Una vida visible aún desde la orilla por la que ahora transita, donde los días y sus horas se vestían de una linealidad gris, donde la noche y la mañana habían dejado de ser comienzo y final, diluidas entre colmenas de cristal tintado, alimentadas de una luz blanca e insalubre; donde la existencia transcurría entre pantallas que vociferaban gráficos y listados infinitos de números. Donde Nueva York, Londres o Frankfurt no eran más que índices de bolsa y, en el mejor de los casos, un apartamento anónimo e impersonal en el que revisar archivos, tomar una ducha o comer un sándwich.
La liturgia automatizada y repetida antes de reuniones intensas, agotadoras, celebradas muchas veces sin salir del aeropuerto, en Hoteles adosados donde pasaba todo el día analizando el Dow Jones o el Nasdaq, sin más límite que el siguiente vuelo, con paradas medidas para un refrigerio rápido. Habitaciones para el descanso artificial y programado, el tiempo justo entre vuelo y vuelo, entre reunión y reunión.
Ahora, mientras se recuerda esperando el tren que lo trasladará definitivamente, le visita la sombra del miedo al vacío que le produjo el abandono de aquel trasiego sin sentido que, paradójicamente, durante mucho tiempo se lo dio a su existencia. El miedo a la supervivencia y la necesidad de sobrevivir. Y rememora aquellos encuentros programados con alevosía a altas horas de la madrugada, cuando el gran enemigo era el cansancio acumulado, el organismo que se rebela, el cerebro que reclama descanso; cuando el precio de la lucidez se medía en miles, en millones de dólares, de euros o libras. Siempre había tenido la sensación, al acabar aquellos encuentros, de haber consumido en pocas horas un buen tramo de su vida. En realidad, ahora se da cuenta que durante años no había sido más que una víctima privilegiada del sistema, un agente del mercado con una obsolescencia programada y necesaria, para que la maquinaria del gran depredador que mueve todo no pare de recibir la savia que lo mantiene: el beneficio, el crecimiento absurdo e infinito. Había sido preparado para hacer crecer el dinero, la ganancia de los accionistas, para moverse en el vértigo del mundo del gran capital, de las fluctuaciones, de la competencia, un mundo virtual, volátil.

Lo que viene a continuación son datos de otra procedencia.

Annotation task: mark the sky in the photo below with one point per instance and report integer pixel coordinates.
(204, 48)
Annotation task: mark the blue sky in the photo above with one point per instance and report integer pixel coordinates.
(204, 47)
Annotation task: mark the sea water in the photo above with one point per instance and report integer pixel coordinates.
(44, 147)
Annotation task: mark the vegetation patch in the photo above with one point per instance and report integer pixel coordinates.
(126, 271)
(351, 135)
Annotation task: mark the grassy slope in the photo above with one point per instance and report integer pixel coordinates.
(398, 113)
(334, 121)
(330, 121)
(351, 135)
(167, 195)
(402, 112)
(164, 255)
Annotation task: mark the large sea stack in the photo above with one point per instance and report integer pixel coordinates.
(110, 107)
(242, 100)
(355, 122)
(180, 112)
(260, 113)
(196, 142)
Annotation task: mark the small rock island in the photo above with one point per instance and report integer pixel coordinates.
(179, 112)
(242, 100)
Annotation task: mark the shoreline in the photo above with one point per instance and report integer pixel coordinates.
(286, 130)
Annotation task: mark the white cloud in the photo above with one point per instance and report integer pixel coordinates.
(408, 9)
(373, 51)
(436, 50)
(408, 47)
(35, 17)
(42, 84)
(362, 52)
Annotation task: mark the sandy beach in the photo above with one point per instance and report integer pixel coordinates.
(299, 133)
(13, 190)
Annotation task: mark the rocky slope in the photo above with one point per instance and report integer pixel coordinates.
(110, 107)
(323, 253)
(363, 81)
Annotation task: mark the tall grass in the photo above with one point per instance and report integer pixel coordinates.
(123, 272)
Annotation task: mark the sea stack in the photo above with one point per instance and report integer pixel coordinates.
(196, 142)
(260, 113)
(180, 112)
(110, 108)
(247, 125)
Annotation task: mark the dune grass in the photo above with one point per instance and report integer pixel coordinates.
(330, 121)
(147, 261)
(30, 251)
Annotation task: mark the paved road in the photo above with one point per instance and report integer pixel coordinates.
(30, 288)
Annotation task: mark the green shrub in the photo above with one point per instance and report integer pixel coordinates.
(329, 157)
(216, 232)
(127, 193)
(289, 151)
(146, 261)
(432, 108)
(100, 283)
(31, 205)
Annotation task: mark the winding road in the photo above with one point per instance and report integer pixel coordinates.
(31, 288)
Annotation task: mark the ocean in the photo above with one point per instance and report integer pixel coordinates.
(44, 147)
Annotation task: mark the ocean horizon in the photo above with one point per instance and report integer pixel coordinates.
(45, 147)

Como la felicidad insustancial y la depresión con las que se había acostumbrado a vivir cotidianamente. Ambas pendientes de una curva ascendente o descendente, de la firma o no de un acuerdo y el prozac como único aliado contra la ansiedad y el insomnio. A cambio, como horizonte, la desconexión programada, el retiro obligado.
Juan Jurado.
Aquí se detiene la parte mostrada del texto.